To connect items to the container, you can use any of the APIs. Any item in the container has properties that are either created by the system or specified by the user. User defined properties are the properties required for your application.
|_rid||Unique identifier of the item|
|_etag||Entity tag used for optimistic concurrency control|
|_ts||Timestamp of the last update of the item|
|_self||Addressable URI of the item|
|id||User-defined unique name in a logical partition.|
|Arbitrary user-defined properties||User-defined properties represented in API-native representation (including JSON, BSON, and CQL)|
- SLA-backed real-time connectivity with fast read and write latencies around the world, as well as throughput and accuracy.
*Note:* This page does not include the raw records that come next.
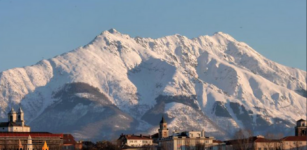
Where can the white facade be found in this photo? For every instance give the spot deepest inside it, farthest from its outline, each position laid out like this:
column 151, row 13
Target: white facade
column 29, row 143
column 186, row 140
column 138, row 142
column 15, row 129
column 16, row 122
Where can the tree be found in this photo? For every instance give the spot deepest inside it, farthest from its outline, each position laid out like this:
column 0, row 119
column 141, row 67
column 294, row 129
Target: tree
column 272, row 140
column 243, row 140
column 200, row 146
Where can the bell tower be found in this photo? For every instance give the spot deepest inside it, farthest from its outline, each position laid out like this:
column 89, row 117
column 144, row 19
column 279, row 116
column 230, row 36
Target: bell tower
column 20, row 117
column 12, row 116
column 163, row 131
column 301, row 128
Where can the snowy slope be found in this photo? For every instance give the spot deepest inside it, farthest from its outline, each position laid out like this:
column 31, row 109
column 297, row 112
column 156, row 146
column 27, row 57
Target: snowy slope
column 219, row 83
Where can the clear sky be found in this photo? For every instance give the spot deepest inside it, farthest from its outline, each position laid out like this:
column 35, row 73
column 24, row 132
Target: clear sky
column 34, row 30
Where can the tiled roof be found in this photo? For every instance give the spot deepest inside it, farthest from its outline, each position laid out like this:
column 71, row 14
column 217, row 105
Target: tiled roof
column 217, row 141
column 137, row 137
column 295, row 138
column 26, row 134
column 266, row 140
column 68, row 139
column 9, row 124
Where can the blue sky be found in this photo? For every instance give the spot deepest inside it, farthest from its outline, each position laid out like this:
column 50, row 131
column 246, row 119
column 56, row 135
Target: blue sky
column 35, row 30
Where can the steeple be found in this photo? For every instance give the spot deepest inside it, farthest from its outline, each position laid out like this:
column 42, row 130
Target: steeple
column 20, row 117
column 20, row 110
column 29, row 143
column 163, row 131
column 12, row 111
column 162, row 120
column 12, row 116
column 45, row 147
column 20, row 145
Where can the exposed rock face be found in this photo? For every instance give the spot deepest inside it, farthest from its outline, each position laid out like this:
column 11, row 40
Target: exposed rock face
column 118, row 84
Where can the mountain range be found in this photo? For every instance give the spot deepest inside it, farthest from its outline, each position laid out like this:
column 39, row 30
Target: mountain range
column 121, row 84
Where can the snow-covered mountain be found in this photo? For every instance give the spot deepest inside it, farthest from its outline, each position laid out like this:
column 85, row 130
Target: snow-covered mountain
column 119, row 84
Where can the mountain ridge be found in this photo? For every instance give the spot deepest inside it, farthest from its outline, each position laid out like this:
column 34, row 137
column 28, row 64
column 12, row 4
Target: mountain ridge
column 218, row 70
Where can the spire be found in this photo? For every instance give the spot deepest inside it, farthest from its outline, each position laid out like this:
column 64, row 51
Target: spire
column 45, row 147
column 163, row 120
column 20, row 145
column 20, row 110
column 29, row 137
column 12, row 111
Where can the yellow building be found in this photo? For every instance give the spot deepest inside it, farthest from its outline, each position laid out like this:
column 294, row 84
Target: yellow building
column 45, row 147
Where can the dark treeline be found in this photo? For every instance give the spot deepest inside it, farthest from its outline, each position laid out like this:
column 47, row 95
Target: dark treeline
column 101, row 145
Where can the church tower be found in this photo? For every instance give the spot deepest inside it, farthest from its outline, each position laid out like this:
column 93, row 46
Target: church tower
column 20, row 147
column 45, row 147
column 301, row 128
column 20, row 117
column 12, row 116
column 163, row 131
column 29, row 143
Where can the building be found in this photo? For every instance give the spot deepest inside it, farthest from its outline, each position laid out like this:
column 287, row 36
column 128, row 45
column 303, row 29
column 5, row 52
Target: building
column 301, row 128
column 70, row 143
column 30, row 140
column 294, row 143
column 14, row 134
column 163, row 130
column 184, row 140
column 45, row 147
column 135, row 141
column 16, row 122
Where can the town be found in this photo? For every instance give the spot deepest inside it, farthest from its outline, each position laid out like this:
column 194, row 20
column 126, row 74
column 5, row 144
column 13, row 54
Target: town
column 16, row 135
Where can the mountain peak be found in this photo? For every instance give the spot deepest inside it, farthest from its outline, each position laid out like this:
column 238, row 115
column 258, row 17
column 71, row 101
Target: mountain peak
column 112, row 30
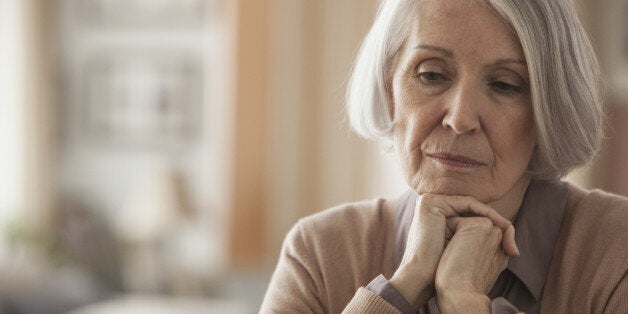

- With a single click, multi-region writes and data distribution can be sent to any Azure region.
- Size storage and throughput through Azure regions in a flexible and independent manner.
- Choose from multiple database APIs including the native Core (SQL) API, API for MongoDB, Cassandra API, Gremlin API, and Table API.
- Azure Functions, IoT Hub, AKS (Azure Kubernetes Service), App Service, and other Azure services used in current (cloud-native) app creation are all deeply embedded.
- The schema-less service in Azure Cosmos DB instantly indexes all of your files, regardless of the data model, so you can get blazing fast queries.
Role-based access management in Azure keeps the data secure and gives you more control.
With automated data replication, you can easily disperse data to any Azure area. When using multi-region writes or RPO 0 there would be no downtime. Consistency is essential.
- Database infrastructure that is fully operated. Maintenance, patching, and updates are all automated, saving developers time and resources.
- Developers can get underway quickly without having to schedule or maintain capacity with these cost-effective solutions for irregular or intermittent workloads of any size or scale.
- The serverless model provides an automated and responsive service for spiky workloads to handle traffic bursts on request.